Mi ricordo che quando la legge è stata approvata per me è stato uno choc. Ero piccola, forse una decina anni, ma avevo già capito che era una cosa grave. Adesso incontro donne che sono nate dopo il ‘78 e non hanno idea della mentalità precedente, pro vita. Personalmente penso che l’approvazione della legge ha cambiato la mentalità e siamo passati piano piano ad una cultura che legalizza la morte. Prima di queste leggi vita e morte erano nelle mani di Dio e tutto era sacro, adesso che è passato nella mani degli uomini, tutto è diventato scarto. L’Uomo è stato spogliato del suo valore e di conseguenza se non è perfetto o se non ci serve lo possiamo usare/ gettare a nostro piacimento. È proprio il valore intrinseco della vita quello che dobbiamo riacquistare. Sono convita che molte donne non avrebbero abortito con una cultura diversa, e lo dico perché me lo raccontano loro stesse. Ho ancora nelle mente le parole di una ragazza che al nostro primo incontro mi disse: Vorrei che lei mi dicesse perché ho abortito. Allibita la guardo e prosegue: sono andata dal ginecologo, non sapevo ancora di essere incinta, l’ho scoperto in quel momento. Il mio compagno era stupito ma contento eppure il ginecologo mi ha dato il foglio per abortire senza che nessuno di noi lo abbia chiesto. Ho abortito e non so perché. Sono passati quattro anni da quel giorno, ancora mi scrive dandomi notizie. Ha sposato l’uomo di cui ha abortito il figlio e ora non riesce più a rimanere gravida.
Quali sono le ripercussioni sulla famiglia e sui fratelli del bimbo abortito?

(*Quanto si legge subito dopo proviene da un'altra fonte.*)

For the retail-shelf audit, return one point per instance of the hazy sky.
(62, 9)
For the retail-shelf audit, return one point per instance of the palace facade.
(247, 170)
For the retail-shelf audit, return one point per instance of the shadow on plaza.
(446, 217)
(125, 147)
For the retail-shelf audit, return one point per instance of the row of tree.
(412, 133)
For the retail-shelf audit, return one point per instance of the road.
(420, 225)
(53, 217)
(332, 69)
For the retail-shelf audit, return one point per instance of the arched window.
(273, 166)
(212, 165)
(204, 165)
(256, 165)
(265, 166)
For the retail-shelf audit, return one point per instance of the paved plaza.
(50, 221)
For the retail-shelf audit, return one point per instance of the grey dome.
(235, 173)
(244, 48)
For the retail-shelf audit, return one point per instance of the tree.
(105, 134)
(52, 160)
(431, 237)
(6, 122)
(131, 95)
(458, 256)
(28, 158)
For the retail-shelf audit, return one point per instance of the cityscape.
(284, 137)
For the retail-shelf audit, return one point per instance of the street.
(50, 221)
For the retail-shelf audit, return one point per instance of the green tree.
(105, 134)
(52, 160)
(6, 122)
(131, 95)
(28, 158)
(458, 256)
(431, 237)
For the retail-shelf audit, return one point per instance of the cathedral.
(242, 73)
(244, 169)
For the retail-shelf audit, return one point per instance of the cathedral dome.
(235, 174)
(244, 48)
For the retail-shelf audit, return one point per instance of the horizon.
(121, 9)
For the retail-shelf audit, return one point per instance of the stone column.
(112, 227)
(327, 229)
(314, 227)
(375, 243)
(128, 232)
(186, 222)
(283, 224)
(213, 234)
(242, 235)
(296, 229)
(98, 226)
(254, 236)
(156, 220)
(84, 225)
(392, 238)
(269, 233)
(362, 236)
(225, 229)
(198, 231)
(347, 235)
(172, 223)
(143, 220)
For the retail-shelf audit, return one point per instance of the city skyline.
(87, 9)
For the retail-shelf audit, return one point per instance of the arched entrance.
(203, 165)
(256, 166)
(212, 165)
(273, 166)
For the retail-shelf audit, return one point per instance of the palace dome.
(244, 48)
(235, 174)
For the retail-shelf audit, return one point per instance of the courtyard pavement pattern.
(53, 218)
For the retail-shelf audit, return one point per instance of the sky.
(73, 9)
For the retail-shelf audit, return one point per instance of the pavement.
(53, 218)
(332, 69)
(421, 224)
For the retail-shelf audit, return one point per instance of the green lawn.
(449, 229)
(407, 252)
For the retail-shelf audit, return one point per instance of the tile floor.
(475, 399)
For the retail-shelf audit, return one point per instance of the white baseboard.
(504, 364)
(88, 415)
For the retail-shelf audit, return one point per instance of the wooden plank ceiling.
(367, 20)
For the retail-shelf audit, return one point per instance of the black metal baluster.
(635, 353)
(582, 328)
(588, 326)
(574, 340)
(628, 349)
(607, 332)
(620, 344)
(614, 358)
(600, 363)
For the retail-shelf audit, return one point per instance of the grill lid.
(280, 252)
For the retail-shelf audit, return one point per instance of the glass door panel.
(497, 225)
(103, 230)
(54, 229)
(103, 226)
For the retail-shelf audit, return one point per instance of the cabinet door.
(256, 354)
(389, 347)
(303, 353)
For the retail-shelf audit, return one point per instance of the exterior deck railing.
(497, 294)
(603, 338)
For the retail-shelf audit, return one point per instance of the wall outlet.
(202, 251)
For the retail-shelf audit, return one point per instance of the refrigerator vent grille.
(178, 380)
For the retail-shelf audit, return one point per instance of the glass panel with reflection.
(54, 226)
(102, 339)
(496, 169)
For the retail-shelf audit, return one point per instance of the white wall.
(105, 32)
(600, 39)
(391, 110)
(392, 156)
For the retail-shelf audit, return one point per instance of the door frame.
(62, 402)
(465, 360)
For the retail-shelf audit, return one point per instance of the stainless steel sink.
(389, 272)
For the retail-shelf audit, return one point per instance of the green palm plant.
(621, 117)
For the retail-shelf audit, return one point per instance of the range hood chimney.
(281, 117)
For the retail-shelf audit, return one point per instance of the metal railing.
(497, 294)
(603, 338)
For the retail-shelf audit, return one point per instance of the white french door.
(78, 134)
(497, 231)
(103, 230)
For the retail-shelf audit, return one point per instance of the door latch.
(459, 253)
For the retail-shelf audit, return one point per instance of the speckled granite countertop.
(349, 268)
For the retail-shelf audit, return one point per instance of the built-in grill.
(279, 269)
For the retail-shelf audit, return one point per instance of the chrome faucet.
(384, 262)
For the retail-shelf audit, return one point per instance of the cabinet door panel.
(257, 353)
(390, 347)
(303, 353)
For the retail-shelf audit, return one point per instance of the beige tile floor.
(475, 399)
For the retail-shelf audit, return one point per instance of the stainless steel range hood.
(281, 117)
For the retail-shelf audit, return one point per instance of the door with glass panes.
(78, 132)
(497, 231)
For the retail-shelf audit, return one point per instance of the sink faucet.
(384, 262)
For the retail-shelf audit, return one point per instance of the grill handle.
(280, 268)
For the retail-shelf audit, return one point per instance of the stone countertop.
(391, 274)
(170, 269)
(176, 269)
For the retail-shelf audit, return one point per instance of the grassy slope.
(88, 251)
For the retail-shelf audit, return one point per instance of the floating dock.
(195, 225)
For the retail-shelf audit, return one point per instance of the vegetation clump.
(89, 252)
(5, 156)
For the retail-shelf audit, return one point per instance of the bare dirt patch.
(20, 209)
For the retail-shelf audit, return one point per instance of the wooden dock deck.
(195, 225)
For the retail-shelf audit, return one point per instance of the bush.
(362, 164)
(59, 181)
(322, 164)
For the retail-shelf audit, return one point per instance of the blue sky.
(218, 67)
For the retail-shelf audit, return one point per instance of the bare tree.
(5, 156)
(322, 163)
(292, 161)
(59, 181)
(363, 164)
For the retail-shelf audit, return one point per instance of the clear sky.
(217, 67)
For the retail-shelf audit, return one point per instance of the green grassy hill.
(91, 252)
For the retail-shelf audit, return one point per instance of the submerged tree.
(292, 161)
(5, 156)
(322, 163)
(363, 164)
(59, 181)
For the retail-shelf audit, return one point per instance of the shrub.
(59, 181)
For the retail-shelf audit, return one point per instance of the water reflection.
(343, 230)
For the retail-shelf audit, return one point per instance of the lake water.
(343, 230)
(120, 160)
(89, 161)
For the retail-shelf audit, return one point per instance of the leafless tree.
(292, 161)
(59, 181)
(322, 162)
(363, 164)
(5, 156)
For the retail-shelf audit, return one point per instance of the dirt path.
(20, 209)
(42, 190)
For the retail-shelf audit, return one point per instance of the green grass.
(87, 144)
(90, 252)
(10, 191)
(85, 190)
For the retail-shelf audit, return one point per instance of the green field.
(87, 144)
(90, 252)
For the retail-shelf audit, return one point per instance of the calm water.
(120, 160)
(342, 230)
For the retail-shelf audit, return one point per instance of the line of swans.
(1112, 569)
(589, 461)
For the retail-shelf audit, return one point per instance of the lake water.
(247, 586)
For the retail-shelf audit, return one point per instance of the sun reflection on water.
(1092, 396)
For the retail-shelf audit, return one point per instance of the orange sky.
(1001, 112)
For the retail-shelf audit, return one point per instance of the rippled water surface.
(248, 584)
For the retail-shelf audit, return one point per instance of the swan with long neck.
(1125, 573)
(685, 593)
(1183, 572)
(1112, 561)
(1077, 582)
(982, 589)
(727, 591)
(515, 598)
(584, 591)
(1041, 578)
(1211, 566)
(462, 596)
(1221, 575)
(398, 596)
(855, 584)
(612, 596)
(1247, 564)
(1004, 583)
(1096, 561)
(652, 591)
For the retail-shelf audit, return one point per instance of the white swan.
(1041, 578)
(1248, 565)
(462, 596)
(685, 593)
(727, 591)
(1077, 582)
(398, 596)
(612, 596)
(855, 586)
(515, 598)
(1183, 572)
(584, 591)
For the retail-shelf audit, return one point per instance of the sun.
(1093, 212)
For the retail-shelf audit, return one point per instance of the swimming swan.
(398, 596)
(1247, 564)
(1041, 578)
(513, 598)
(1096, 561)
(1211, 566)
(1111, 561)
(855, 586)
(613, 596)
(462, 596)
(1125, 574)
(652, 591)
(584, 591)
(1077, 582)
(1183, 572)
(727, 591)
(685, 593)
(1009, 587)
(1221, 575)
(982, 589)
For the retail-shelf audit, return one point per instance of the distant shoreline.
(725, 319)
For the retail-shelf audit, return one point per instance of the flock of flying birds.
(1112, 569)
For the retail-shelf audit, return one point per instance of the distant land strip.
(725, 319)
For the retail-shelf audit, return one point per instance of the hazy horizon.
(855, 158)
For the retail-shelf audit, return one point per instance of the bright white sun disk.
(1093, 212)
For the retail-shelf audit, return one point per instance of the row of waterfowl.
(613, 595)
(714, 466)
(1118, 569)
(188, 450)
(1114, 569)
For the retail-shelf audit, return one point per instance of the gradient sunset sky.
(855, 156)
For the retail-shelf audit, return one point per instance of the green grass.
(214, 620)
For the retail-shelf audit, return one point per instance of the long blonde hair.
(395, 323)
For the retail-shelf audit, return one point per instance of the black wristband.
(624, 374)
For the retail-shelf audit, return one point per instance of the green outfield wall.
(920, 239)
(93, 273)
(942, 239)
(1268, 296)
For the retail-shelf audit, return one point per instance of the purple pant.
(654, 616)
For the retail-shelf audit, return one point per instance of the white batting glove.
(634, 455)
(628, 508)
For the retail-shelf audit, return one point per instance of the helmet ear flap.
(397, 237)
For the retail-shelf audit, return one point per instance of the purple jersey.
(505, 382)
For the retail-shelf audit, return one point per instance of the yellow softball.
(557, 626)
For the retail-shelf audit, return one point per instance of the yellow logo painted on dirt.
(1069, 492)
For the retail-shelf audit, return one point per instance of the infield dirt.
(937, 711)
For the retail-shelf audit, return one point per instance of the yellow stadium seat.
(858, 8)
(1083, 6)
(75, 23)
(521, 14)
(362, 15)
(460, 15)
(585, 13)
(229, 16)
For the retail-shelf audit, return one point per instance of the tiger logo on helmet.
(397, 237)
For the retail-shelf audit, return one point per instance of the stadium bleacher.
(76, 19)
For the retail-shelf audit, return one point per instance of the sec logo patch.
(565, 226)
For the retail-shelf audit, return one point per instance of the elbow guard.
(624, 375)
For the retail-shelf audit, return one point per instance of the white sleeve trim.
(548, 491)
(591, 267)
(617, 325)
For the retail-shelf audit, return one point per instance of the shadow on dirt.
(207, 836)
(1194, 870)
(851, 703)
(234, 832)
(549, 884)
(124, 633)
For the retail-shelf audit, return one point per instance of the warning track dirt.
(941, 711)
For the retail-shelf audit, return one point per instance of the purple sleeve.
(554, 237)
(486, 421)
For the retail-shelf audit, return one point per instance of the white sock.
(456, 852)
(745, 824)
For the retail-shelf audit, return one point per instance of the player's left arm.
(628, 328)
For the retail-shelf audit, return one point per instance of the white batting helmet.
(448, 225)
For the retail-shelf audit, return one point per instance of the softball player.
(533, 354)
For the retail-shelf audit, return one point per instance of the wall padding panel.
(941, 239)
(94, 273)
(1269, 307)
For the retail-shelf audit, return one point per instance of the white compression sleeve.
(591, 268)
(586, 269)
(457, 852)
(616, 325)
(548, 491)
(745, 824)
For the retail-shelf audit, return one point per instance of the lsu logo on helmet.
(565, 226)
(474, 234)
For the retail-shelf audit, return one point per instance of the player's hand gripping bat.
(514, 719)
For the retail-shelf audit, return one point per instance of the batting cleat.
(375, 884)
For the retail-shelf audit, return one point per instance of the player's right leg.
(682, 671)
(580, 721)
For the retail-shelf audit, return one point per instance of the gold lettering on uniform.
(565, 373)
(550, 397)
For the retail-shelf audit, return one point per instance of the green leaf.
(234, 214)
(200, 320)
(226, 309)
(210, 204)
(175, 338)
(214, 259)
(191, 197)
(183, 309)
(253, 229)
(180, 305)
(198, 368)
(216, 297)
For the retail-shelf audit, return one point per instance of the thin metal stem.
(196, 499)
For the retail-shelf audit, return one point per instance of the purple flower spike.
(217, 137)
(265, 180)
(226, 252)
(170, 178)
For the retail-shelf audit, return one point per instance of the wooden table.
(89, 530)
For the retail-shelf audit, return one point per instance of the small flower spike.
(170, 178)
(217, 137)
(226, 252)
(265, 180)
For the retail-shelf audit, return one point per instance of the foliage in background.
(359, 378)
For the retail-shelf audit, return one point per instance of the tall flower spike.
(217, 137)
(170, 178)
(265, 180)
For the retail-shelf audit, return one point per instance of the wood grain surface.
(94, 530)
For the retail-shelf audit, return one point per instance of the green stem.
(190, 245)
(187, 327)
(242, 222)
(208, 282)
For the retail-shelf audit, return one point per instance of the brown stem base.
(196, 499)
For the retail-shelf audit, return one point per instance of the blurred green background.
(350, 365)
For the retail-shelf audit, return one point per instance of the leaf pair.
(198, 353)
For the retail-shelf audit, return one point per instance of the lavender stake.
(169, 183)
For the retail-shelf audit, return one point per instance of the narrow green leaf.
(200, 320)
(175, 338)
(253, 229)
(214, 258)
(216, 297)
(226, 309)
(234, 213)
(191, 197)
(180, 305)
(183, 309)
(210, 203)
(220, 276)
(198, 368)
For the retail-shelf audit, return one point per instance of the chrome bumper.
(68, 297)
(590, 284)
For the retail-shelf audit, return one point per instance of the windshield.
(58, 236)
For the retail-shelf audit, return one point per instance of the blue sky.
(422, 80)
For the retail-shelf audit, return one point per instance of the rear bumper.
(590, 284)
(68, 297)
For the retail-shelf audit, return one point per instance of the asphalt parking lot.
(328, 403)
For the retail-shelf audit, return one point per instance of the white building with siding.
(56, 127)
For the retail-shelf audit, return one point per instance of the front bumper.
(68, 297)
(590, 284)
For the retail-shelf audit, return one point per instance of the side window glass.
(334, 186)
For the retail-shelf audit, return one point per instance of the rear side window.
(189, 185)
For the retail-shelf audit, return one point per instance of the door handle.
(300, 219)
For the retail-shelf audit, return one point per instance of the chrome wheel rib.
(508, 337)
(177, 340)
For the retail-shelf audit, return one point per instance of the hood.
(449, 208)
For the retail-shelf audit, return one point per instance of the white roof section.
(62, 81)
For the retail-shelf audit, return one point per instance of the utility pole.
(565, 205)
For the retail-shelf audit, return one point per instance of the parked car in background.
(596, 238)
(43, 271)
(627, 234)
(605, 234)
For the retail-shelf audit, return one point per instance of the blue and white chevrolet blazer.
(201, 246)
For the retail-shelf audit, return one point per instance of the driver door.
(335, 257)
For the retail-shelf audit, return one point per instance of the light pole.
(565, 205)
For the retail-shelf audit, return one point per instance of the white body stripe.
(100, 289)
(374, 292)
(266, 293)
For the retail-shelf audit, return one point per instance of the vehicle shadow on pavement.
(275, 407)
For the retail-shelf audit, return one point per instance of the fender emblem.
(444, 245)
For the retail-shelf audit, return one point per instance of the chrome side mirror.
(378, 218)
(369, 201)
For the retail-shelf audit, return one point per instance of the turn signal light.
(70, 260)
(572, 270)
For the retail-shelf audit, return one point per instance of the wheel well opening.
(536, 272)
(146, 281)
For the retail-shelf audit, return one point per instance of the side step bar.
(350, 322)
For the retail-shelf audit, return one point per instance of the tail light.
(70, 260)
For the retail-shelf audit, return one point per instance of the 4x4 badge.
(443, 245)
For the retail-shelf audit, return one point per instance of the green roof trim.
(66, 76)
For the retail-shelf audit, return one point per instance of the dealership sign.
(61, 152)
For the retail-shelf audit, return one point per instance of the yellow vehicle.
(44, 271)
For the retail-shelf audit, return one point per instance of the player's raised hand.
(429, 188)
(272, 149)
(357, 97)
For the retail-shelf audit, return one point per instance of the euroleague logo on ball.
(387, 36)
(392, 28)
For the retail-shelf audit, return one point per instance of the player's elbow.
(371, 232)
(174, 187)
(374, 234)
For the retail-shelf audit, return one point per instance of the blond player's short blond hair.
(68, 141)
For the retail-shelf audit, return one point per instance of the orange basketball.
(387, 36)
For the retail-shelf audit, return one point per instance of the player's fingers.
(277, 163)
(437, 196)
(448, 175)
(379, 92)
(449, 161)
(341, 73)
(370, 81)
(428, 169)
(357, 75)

Ho appena sottolineato il fatto che quella ragazza ha sposato lo stesso partner perché non è particolarmente frequente. Di solito l’evento aborto spezza il legame affettivo. Più volte mi sono sentita dire: dopo l’aborto avrei voluto che lui sparisse dalla mia vita! Delle ricerche fatte dall’Istituto Elliot, Illinois, USA, dicono che la maggior parte delle relazioni di coppie non sposate si sciolgono a breve tempo (1 /12 mesi). Le coppie sposate reggono di più a causa del vincolo matrimoniale e dal fatto che probabilmente ci sono altri figli. Personalmente le mamme che conosco che sono sposate con l’uomo con cui hanno deciso di abortire sono coppie molto tormentate perché il pensiero di fondo è che lui, compagno e marito, non le ha sostenute nella loro prima gravidanza e che con il senno di poi si fa sempre più forte il pensiero “C’era posto anche per quello che abbiamo rimandato indietro!”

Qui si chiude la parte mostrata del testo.